The Old Ways

***1/2

Reviewed by: Jennie Kermode

The Old Ways
"Canales gives an intensely committed performance in a role which saw her strapped down on a freezing cold floor for hours." | Photo: Courtesy of Glasgow Film Festival

It has been a long time since Cristina (Brigitte Kali Canales) visited Mexico. Having left as a young child following a traumatic experience with her mother, whom other local people believed to be possessed, she moved to the US and immersed herself in a different culture. Now she's back in Veracruz looking for some titillating tales of witchcraft with which to thrill her US readers.

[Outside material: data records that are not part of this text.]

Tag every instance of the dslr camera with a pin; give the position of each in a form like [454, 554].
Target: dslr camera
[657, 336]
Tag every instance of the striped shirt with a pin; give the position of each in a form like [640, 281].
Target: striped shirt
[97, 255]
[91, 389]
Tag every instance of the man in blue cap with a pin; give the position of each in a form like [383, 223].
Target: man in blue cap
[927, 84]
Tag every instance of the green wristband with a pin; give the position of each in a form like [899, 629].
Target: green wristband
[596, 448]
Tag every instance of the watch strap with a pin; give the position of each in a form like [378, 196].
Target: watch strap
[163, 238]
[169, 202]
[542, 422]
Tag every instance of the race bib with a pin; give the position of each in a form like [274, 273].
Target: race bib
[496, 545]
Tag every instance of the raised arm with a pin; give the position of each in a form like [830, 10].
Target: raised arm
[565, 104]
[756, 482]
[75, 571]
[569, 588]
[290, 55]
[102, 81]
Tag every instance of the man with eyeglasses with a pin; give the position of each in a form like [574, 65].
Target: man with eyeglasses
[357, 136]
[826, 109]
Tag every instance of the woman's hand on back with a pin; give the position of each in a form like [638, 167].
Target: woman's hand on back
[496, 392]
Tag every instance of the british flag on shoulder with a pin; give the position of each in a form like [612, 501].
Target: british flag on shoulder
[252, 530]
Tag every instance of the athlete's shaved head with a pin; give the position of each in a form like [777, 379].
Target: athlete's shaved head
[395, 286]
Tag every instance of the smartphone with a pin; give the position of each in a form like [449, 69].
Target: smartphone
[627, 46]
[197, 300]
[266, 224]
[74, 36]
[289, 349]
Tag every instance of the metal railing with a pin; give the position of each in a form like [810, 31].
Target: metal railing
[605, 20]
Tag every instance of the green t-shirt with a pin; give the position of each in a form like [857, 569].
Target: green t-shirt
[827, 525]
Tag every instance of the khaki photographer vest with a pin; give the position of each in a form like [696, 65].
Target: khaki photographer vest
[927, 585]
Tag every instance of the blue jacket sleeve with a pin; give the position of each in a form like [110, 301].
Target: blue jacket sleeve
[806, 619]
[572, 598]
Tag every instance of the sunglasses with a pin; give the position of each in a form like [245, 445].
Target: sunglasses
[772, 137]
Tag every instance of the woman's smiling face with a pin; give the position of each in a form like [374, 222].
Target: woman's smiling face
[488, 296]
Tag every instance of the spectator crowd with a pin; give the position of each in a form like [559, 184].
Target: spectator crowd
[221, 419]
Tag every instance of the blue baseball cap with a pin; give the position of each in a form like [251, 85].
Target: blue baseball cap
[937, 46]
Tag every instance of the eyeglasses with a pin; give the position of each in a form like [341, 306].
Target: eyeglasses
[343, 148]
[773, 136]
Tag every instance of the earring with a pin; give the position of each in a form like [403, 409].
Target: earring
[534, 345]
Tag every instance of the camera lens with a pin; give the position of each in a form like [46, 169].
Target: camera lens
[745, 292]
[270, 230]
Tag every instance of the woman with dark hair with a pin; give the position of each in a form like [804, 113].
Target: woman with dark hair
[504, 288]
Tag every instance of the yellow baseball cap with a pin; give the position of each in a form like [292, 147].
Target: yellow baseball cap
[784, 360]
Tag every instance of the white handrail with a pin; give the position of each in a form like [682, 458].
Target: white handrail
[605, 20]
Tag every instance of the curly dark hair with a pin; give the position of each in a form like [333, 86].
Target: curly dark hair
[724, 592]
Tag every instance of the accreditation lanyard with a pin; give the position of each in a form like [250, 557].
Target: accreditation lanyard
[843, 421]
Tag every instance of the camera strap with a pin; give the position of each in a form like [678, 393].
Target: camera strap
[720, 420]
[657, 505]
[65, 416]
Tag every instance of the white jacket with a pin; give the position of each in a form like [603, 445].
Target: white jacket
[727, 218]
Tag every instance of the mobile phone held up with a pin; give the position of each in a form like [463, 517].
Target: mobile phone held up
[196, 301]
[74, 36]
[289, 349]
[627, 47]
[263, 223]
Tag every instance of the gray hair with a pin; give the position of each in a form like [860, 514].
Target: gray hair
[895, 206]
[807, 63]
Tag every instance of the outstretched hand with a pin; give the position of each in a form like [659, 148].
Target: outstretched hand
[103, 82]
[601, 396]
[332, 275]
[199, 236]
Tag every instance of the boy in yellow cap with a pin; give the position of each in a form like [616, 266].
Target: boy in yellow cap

She may no longer take such tales seriously, but when she visits a forbidden cave and is kidnapped as a result, it becomes apparent that others still do.

To Cristina's captors, a white-haired old woman and her son, this kidnapping is not a hostile act but a rescue mission. The cave is a haunt of evil spirits and Cristina's family history means that she's at elevated risk. A demon inhabiting her could put the whole community at risk. But could a family history of mental illness manifest similar signs? Could the fact that Cristina is an addict deprived of her fix be responsible for the behaviours they take as suspicious? Could she, in fact, simply be freaking out about being held prisoner in a tiny room by two people whose language she can barely understand, who force-feed her goats' milk and carry out rituals who significance and portent she can only guess at.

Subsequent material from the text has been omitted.